If you are more interested in seeing an example of the technology in use for a college project, click here to see a notebook where I work through most of the process to calculate admissions odds for the coming year based on college admissions from the prior year. You can download the actual notebook to run yourself here (although you’ll need to provide your own admissions data.)
Finally, we don’t use this much at Noble yet, but if you’re looking to start out with it, you might want to check out Colab, an extension of Jupyter Notebooks that works inside your (shareable) Google Drive folders. It does some really neat things, including providing code snippets you can paste in, although working with local data is still a little tricky.
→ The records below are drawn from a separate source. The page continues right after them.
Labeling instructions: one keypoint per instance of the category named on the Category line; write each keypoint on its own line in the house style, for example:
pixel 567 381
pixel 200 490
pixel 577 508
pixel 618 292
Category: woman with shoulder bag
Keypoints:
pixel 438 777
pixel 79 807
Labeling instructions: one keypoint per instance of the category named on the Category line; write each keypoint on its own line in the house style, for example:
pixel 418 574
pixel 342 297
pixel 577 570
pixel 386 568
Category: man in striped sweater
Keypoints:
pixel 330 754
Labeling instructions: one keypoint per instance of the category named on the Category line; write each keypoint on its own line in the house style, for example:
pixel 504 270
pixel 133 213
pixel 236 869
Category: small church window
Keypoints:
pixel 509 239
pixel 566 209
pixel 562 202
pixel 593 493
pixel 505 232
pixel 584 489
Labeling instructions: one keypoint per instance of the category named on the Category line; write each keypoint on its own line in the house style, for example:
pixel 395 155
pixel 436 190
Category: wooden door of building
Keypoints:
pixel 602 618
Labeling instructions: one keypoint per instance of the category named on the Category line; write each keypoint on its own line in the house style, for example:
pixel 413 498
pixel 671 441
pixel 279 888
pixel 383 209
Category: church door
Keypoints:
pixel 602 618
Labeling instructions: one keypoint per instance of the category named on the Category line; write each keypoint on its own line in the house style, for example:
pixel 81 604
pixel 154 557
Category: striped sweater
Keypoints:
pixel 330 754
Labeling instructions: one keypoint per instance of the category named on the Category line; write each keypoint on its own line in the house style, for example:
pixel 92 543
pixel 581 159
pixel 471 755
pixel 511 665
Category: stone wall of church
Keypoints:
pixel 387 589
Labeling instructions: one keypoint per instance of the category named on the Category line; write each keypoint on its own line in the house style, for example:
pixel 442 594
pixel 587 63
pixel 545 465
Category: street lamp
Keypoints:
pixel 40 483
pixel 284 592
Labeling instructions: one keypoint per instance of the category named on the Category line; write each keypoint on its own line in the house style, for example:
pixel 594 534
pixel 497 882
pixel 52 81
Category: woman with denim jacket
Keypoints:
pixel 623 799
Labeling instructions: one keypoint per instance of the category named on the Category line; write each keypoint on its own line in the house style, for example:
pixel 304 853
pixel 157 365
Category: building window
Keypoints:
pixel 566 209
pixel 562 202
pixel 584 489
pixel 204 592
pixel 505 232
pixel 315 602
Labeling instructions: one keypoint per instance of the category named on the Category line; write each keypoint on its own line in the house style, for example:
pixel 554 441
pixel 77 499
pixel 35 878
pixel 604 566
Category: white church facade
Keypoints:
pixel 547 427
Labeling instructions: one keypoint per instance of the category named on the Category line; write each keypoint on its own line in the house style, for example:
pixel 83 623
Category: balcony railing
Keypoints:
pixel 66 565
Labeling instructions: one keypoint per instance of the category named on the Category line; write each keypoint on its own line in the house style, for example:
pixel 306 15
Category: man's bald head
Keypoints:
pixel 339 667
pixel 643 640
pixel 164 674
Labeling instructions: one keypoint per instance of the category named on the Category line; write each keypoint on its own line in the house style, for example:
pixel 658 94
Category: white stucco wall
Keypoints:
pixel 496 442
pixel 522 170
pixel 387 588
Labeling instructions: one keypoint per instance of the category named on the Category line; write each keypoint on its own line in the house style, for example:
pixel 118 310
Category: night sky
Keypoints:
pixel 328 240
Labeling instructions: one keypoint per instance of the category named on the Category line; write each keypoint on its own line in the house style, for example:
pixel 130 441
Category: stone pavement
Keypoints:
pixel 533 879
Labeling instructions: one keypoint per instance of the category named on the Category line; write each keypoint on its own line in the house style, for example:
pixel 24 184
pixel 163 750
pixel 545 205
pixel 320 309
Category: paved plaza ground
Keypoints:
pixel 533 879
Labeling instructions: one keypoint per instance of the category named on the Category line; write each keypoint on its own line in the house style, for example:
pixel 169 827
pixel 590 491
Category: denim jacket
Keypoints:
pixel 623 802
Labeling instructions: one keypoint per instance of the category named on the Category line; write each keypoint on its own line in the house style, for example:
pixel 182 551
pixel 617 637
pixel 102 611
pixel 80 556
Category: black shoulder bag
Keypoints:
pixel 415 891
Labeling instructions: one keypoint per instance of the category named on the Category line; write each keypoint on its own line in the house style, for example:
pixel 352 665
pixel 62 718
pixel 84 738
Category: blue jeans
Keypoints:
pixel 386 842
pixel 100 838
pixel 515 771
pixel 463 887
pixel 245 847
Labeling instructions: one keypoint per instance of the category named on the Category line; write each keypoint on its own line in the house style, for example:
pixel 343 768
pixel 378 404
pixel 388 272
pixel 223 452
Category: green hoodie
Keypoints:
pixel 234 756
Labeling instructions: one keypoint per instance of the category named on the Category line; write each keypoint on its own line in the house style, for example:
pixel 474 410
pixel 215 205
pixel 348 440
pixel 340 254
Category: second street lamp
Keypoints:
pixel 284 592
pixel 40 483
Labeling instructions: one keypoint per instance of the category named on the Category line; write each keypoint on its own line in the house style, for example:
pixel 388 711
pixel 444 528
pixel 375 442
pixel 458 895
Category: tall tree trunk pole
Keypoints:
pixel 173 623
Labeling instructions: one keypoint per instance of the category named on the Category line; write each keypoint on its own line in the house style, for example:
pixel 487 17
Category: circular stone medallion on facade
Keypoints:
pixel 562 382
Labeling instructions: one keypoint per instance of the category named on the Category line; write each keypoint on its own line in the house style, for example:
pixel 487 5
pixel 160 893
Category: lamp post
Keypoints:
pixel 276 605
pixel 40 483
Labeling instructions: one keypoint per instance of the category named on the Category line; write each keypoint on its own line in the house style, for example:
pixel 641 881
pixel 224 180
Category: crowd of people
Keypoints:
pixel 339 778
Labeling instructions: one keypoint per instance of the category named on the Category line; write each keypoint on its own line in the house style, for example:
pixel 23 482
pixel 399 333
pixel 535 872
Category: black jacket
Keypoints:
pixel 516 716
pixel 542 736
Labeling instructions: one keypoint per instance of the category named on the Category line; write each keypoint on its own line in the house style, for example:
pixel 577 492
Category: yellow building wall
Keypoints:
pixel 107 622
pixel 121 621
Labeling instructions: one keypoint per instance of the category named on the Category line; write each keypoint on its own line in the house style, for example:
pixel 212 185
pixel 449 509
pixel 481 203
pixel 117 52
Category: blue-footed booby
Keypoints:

Python: here are a few things that Python lets us do:
- Create Excel spreadsheets and PDF files from code, either from scratch or based on raw data files (csv); click here to see the main project we use for creating weekly college counseling reports (go to the tests folder to see the examples)
- Work with data to do sophisticated things like machine learning and other “data science” types of tasks, including analysis and graphing (using Pandas mentioned above and matplotlib for practically any kind of fancy graph)
- Interact with other systems like Salesforce in batch or bulk ways; you can do this with almost any system on the internet, but here’s some very simple code that we use to save the five main tables of our Salesforce database to local csv files and zip them up; instead of saving locally, we also use Python to save to the “cloud storage” service of AWS, S3
- Automatically log into web-based services we use, and download the data files; a good beginner’s resource for this (and many other tasks in Python) is the appropriately named book Automate the Boring Stuff with Python; the author has posted the entire book online for free, but please think about buying it to reward the excellent work
- Create Google Docs and read/write information back and forth between them; if you’re interested in doing this without worrying about the formatting on the Google Docs side too much, I recommend the gspread library; if you’d like to be more precise about formatting, you’ll need to also have code that interacts with Google Apps Script (a version of Javascript that works with Google Cloud tools); to get started with that, you can try using a library I’ve developed for this purpose
- Create websites that are fully interactive and database-driven; we primarily use the python Django framework for this, but Flask works great for smaller projects (and is easier to get started with)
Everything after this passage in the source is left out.